Using Kendall's tau to compare recommendations

Kendall’s tau is a metric used to compare the order of two lists. It is only defined if both
lists contain exactly the same elements. When comparing only a part of two lists, for example the top-5 elements
generated by two recommenders, it cannot be used as these are unlikely to contain only common items. With a few
tricks one can however leverage the Kendall tau to compare such lists.

Intro

The Kendall tau is a metric that can be used to compare the order of two ranks. It takes two ranks that contain the same elements and calculates the correlation between them. A correlation of $+1$ means the ranks are equal, while a correlation of $-1$ means the ranks are exactly eachother’s reverse.
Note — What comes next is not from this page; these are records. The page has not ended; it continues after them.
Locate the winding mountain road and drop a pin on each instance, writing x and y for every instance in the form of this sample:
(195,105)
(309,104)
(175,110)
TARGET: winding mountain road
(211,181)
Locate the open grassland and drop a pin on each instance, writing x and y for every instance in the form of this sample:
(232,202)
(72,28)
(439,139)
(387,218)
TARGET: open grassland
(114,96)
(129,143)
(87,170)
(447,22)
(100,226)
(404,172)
If two ranks are independent or randomly shuffled the correlation will be zero on average.

The Kendall tau is undefined when the two ranks do not contain exactly the same elements. So when one wants to compare
ranks which do not necessarily contain the same elements one needs to look elsewhere. The same goes for comparing only
parts (for example 10 highest entries) of ranks, as these will not likely contain the same elements.

Below I’ll explain how you can use a few tricks to make Kendall’s tau fit for comparing ranks which do not necessarily
contain the same items. At the end I’ve provided with a python implementation that should get anyone up and
running in minutes.

Use case

So why would you want to compare two ranks that do not contain the same elements?
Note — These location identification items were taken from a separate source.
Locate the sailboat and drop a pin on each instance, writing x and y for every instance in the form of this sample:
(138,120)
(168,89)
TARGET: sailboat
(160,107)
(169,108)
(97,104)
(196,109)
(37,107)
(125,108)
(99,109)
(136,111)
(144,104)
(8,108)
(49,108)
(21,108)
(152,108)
You may be interested in a part of a rank, for example the top-10 items. An example of such a case is
the output of a recommender: the recommender will provide you with a ranked list of all items it can possibly recommend,
but you will only show the best few to the user.

When comparing the output of two recommenders it does not make sense to compare items that will not be displayed. If
recommenders $A$ and $B$ return the same top-10 items they are essentially equal, regardless of whether the item
in position 100 of $A$ is also in position 100 of $B$ . However, we can not use Kendall’s
tau to directly compare the first 10 items of $A$ with the first 10 items of $B$ , as they are likely to not contain exactly
the same elements.

Obviously, the best way to compare two recommenders is an A/B test. But performing an A/B test requires time and resources
you may not always have. In that case you can also directly compare the output of the recommenders.
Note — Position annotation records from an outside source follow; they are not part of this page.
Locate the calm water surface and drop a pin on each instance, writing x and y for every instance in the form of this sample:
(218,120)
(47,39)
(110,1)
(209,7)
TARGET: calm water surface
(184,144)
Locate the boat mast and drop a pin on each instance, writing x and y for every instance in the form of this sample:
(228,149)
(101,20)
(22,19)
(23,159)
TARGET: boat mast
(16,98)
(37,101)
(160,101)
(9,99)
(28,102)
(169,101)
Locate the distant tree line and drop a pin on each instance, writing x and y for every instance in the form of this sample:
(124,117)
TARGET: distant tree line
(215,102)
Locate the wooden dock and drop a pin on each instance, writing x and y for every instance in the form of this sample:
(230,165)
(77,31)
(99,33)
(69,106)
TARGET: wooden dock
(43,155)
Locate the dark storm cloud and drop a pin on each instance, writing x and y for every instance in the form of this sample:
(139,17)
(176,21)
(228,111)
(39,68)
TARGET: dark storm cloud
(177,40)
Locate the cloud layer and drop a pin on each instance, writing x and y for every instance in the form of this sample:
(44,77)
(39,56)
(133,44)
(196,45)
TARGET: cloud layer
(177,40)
For example, I have used this method to evaluate a change in a recommender which traded a performance gain for a
reduction in accuracy. A direct comparison of the results can provide you with valuable information on the effect of
the reduced accuracy. If the results are similar you can push the change to production, if not you may want
to stop wasting your time and forget about the change.

Definition

The most used definition of the Kendall tau between two ranks $a$ and $b$ is:

 $\tau \equiv \frac{n_c - n_d}{\sqrt{(n_0-n_a)(n_0-n_b)}},$

where $n_c$ and $n_d$ are the number of concordant pairs and the number of discordant pairs respectively,
$n_0$ is defined as

 $n_0 \equiv \frac{n(n-1)}{2},$

where $n$ is the length of the ranks, and $n_a$ and $n_b$ account for ties in the ranks, and are defined as

 $\begin{aligned} n_a &\equiv \sum_i \frac{t^a_i (t^a_i-1)}{2},\\\\ n_b &\equiv \sum_j \frac{t^b_j (t^b_j-1)}{2}, \end{aligned}$

where $t^a_i$ and $t^b_j$ are the number of (tied) items that share the $i^\text{th}$ place in rank $a$ ,
and the number of (tied) items that share the $j^\text{th}$ place in rank $b$ respectively.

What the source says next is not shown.